The government will press ahead with plans to remodel its emergency legal aid scheme for tenants facing eviction – with significant alterations to address practitioners' concerns about delivery and sustainability. In a further, significant development, it has decided to delay extending fixed recoverable costs to legally aided housing possession cases.

The existing housing possession court duty scheme, which provides on-the-day advice and advocacy at court to people facing eviction, will be remodelled to become a housing loss prevention advice service that will also offer early legal advice before court.

The ministry has modified its proposals so that HLPAS providers can offer early legal advice on social welfare law matters when tenants receive notice of possession from the landlord, mortgager or creditor.

Acknowledging that not all providers will be equally positioned to deliver the wider service, a contracted panel of legal experts will be established to ‘assist and upskill’ providers where they need further support. This will be modelled on the specialist support contracts which used to be tendered by the Legal Services Commission. 

Grant funding for legal aid training contracts will be piloted. If the pilot is successful in attracting new people to the legal aid sector, funding will be extended across civil legal aid.
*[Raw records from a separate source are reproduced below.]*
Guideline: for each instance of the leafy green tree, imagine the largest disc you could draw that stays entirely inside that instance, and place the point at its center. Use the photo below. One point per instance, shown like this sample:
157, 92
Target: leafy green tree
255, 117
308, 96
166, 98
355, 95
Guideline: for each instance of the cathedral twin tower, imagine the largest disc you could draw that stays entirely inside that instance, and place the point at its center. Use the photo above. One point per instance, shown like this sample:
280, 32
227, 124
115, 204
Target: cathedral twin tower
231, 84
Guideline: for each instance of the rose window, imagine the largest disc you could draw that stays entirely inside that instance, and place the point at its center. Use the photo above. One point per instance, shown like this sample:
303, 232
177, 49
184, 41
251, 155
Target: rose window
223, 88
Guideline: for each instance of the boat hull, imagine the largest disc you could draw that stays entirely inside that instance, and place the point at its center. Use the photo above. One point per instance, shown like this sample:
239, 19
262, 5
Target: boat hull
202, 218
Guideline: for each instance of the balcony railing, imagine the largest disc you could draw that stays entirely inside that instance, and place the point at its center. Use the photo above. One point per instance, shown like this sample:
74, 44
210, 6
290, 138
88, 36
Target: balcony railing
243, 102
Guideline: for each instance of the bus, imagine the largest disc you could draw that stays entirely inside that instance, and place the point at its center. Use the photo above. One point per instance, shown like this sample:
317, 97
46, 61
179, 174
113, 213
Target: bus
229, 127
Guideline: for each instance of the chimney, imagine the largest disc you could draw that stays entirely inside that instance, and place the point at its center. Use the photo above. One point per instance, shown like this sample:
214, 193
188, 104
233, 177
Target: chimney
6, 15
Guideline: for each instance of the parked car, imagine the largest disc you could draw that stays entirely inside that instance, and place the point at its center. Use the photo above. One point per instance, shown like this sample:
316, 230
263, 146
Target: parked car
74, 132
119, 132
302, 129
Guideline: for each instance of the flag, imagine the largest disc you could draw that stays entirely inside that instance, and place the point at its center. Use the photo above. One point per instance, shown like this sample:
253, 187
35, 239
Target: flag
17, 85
The £157 fixed fee to provide early legal advice will remain. However, an escape threshold set at three times the value of the fixed fee will be introduced to ensure complex cases do not become unattractive to providers. Court attendance fees will remain the equivalent of a provider seeing two clients, despite the Law Society saying it should be higher.

After practitioners raised concern that extending fixed recoverable costs to housing cases would make it difficult for providers to deliver free legal advice, the ministry has decided to delay the controversial measure by two years.

Justice minister James Cartlidge said: ‘We don’t want anyone to go through the devastating experience of losing their home, which is why we have overhauled the legal aid scheme to ensure anyone that needs it has earlier access to free legal advice.

‘During such a stressful and uncertain period in people’s lives, our raft of reforms will also provide wider, wraparound care to support individuals and families on money and welfare issues.’

Simon Mullings, co-chair of the Housing Law Practitioners Association, welcomed the proposals. ‘While I still continue to advocate for “crisis navigator” support at court and elsewhere, I believe that the HLPAS proposals, if implemented in the right way and aligned to further work by government to shore up the viability of housing providers, can be a significant step towards effective early legal advice,’ he added.

The new contracts will begin in April 2023 and the procurement process will begin later this year.